Dans tous les pays est mis en place tôt ou tard un système d'état-civil, qui sert essentiellement au recensement et à la conscription. Le deuxième nom devient alors nom de famille et se transmet de père en fils et de mari en femme. C'est à partir de ce moment-là qu'on trouve des gens qui s'appellent Mouton mais ne sont plus du tout marchands de bestiaux, et des meuniers qui s'appellent Favre. Je ne sais pas exactement les dates de mise en place de ces registres, et puis ça dépend des pays. En tout cas c'est l'église du village qui tient le registre de la paroisse.
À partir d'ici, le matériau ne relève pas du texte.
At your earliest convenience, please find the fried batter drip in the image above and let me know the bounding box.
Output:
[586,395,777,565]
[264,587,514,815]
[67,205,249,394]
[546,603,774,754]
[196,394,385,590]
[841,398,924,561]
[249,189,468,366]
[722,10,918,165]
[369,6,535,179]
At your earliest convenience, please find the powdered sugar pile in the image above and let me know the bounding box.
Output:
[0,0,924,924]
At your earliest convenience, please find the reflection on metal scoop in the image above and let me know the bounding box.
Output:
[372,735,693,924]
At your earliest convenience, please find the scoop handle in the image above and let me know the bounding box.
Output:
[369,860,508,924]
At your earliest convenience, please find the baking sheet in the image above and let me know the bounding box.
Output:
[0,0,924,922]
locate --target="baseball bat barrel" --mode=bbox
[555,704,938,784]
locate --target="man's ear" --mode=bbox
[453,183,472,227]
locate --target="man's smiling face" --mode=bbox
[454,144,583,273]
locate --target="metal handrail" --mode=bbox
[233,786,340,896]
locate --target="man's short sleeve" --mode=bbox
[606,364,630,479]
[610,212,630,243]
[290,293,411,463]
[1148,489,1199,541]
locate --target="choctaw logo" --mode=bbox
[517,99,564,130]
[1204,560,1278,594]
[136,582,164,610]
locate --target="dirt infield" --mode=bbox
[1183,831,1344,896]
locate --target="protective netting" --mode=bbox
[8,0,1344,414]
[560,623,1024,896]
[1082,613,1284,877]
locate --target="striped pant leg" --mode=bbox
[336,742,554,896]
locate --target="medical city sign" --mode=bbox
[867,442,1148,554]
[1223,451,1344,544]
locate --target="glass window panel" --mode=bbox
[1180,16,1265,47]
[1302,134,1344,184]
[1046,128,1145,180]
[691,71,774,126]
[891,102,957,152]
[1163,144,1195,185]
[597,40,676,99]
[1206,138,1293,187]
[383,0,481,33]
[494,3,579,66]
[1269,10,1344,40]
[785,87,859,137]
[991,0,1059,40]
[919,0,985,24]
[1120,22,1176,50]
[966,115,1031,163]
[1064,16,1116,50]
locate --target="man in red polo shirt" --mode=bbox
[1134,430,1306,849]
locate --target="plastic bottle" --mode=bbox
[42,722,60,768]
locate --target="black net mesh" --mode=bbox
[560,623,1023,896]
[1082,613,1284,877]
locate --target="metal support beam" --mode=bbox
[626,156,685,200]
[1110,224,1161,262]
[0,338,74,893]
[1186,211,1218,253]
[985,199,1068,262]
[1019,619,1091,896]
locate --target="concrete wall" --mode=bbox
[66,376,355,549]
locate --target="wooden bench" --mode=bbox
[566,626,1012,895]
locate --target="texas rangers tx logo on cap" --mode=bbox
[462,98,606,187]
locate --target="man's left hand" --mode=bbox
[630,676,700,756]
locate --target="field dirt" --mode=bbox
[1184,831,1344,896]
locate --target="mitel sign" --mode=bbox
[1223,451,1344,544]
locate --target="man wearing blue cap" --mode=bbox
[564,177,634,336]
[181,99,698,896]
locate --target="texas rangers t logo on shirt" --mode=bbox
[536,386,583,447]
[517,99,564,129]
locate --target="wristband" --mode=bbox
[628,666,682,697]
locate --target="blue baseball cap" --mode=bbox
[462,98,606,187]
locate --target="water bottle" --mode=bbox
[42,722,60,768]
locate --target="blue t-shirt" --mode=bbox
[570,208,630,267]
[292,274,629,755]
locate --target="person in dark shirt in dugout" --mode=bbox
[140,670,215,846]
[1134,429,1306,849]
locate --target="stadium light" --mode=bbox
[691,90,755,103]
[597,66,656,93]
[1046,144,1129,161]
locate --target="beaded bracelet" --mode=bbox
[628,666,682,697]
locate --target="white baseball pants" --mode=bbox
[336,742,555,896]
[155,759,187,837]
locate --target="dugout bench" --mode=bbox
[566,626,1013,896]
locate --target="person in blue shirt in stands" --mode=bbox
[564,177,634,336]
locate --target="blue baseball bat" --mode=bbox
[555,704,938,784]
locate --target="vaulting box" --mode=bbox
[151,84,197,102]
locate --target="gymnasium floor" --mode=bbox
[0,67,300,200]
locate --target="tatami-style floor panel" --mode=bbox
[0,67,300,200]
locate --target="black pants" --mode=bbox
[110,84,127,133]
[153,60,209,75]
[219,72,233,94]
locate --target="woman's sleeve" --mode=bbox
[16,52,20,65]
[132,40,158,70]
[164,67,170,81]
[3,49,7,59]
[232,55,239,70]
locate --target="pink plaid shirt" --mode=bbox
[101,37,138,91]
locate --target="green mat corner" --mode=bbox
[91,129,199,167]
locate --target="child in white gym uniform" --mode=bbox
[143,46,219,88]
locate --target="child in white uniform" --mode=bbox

À la mise en place du registre d'état-civil, il faut donc que tous les pères de famille aillent se faire inscrire à l'église. Dans les pays d'Europe Centrale (de la Hollande à l'Ukraine) et de langues germaniques, on invente à cette occasion un nouveau moyen de lever une taxe sur les juifs : vu qu'ils ne cotisent pas à l'église, ils devront "racheter leur nom" (c'est-à-dire payer leur inscription sur le registre). Évidemment, les beaux noms coûtent plus cher que les noms banals ; ceux qui ne peuvent rien payer reçoivent un sobriquet. Et puis ils ont parfois des noms hébreux ou tirés de l'Ancien Testament : le curé qui doit noter ne sait pas forcément comment les écrire, et en tout cas, il va les écrire en écriture latine et pas en alphabet hébreux. Et puis on se retrouve avec des doublons : il y a forcément un boulanger chrétien et un boulanger juif dans la ville, ils ne peuvent pas s'appeler tous les deux Boulanger. Les juifs passeront après, et on utilisera diverses astuces pour leur donner un nom en rapport avec leur métier.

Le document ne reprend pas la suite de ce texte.